We managed to avoid higher fines by deceiving our teacher by pushing together the broken cookie landscapes and swiping away the majority of our mess before being examined for fining purposes. This was amidst all of our cookies being broken into at least three portions.

After finding many, many chips, despite the costs of mining, we profited over $100. We earned a Franklin for destroying our sugary environment.

We weren't even the worst group.

It was kind of funny the situations other groups simulated to their cookies. We were meant to represent strip mining, but one group decided to represent mountaintop removal. Mountaintop removal is where companies go to extract resources from the tops of mountains via explosions to literally blow the tops off. This group did this by literally pulverizing their cookies to bits and pieces with their fists.

They incurred the maximum fine of $45. They didn't profit $100, however.

They profited over $500 dollars.

In the context of our environmental science class, these situations were anywhere from funny to satisfying. In the context of the real world, however, the consequences are devastating our environment.

Without even mentioning the current trajectory we're on approaching a near irreversible global temperature increase even if we took drastic measures this moment, mining and fracking is literally destroying ecosystems.



We think of earthquakes as creating mass amounts of sudden movement and unholy deep trenches as they fracture our crust. With dangerous mining habits, we do this ourselves.

Bigger companies not even related to mining end up destroying the planet and even hundreds of thousands of lives. ExxonMobil, BP? Still thriving in business after serial oil spills over the course of their operation. Purdue Pharma, the company who has misled the medical community for decades about the effects of OxyContin and its potential for abuse, is still running and ruining multitudes more lives every single day.

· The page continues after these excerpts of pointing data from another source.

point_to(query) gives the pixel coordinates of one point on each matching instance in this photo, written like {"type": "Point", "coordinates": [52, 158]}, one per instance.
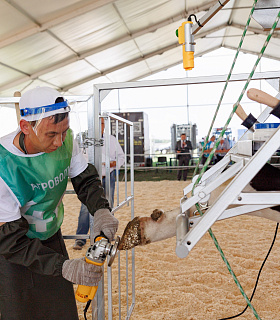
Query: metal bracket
{"type": "Point", "coordinates": [84, 141]}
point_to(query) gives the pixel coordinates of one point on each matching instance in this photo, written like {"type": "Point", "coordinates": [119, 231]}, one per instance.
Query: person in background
{"type": "Point", "coordinates": [222, 149]}
{"type": "Point", "coordinates": [182, 149]}
{"type": "Point", "coordinates": [208, 148]}
{"type": "Point", "coordinates": [84, 217]}
{"type": "Point", "coordinates": [36, 274]}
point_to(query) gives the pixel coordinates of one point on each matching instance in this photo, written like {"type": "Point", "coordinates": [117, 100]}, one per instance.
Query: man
{"type": "Point", "coordinates": [36, 274]}
{"type": "Point", "coordinates": [222, 149]}
{"type": "Point", "coordinates": [208, 148]}
{"type": "Point", "coordinates": [183, 148]}
{"type": "Point", "coordinates": [115, 152]}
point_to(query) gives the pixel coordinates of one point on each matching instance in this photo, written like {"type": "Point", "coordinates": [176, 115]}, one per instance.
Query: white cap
{"type": "Point", "coordinates": [40, 103]}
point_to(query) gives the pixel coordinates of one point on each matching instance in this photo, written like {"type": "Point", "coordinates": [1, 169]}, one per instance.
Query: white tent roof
{"type": "Point", "coordinates": [70, 45]}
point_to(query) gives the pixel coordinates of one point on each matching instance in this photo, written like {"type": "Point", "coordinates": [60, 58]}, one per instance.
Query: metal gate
{"type": "Point", "coordinates": [123, 300]}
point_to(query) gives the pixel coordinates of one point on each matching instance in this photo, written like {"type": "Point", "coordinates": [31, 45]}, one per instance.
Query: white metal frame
{"type": "Point", "coordinates": [95, 157]}
{"type": "Point", "coordinates": [243, 170]}
{"type": "Point", "coordinates": [242, 167]}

Did these companies receive fines? Yes.

But their business model is too profitable to make the fines have just about any effect upon their operation.

In our cookie mining simulation, we found that completely obliterating the landscape was much more profitable than being careful and walking on eggshells around the laws. Large, too-big-to-fail companies have held the future of our planet in their greedy paws and have likewise pulverized our environment, soon enough to be unable to return from.